If you want to improve transit in the Bay Area and beyond, starting with SF,
there's a group of people volunteering at Code for America working on similar
things as TrasnitMatters for MUNI and Bay Area public transit. Not meeting on
Halloween this Wednesday, but the following Wednesday and each week at 115 9th
St (a few blocks from Market Street) at 6PM - ~9:15PM.

The group: [http://opentransit.city/](http://opentransit.city/) Part of SF
Code for America:
[https://codeforsanfrancisco.org/](https://codeforsanfrancisco.org/)

Currently using GraphQL, Node, Cassandra, HTML, CSS, JS, Bootstrap, and React.

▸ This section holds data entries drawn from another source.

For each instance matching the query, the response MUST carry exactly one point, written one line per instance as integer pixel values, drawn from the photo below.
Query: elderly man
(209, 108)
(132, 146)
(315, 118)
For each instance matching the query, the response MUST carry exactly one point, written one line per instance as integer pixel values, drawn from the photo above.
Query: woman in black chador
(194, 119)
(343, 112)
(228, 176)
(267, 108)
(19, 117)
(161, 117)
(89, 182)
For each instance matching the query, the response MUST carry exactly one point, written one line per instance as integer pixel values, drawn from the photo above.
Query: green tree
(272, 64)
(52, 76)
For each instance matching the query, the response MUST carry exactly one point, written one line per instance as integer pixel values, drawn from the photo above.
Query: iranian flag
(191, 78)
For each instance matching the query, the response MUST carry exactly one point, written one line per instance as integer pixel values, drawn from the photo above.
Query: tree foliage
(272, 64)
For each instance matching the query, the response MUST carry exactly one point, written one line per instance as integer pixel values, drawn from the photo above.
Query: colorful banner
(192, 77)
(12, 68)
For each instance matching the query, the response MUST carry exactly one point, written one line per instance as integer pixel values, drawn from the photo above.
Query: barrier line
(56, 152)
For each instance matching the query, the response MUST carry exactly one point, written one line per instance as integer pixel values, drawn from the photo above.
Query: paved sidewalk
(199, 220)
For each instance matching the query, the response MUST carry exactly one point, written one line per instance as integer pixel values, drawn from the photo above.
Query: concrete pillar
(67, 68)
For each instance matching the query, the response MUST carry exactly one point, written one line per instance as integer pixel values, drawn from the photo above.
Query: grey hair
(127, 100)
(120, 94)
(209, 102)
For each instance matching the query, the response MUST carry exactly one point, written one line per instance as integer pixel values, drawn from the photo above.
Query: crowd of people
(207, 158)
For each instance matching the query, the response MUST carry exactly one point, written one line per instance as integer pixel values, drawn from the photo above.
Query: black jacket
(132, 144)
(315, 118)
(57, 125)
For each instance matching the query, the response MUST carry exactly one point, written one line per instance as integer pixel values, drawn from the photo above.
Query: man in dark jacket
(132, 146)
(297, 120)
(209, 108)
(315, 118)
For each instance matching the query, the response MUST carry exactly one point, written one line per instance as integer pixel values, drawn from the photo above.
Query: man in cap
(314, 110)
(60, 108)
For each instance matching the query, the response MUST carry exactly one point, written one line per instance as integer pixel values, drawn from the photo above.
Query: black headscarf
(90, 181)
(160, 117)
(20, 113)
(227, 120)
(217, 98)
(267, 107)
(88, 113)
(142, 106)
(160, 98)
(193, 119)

Always open for developers, data scientists, product and marketing people,
transit people, and whoever else wants to improve public transit in the Bay
Area.

------
twoquestions
I'm more than a little glad that public transit is becoming cool again, and
people are seeing it as a thing they can improve rather than a "big bad
government" artifact.

Maybe in 20 years we might get some transit out here in the Midwest!

------
brlewis
This part's exciting for me:

"Early this year, TransitMatters’ leaders released their most ambitious
proposal yet: a “regional rail” plan to speed up and electrify the MBTA’s
sprawling, aging commuter rail system, which covers most of eastern
Massachusetts and Rhode Island. With faster, quick-accelerating electric
trains, and high-level platforms for every train car in each station to speed
up entry and exit, TransitMatters predicts that its plan could cut the
commuter rail’s Boston-to-Providence travel times from as long as 73 minutes
down to 45 minutes."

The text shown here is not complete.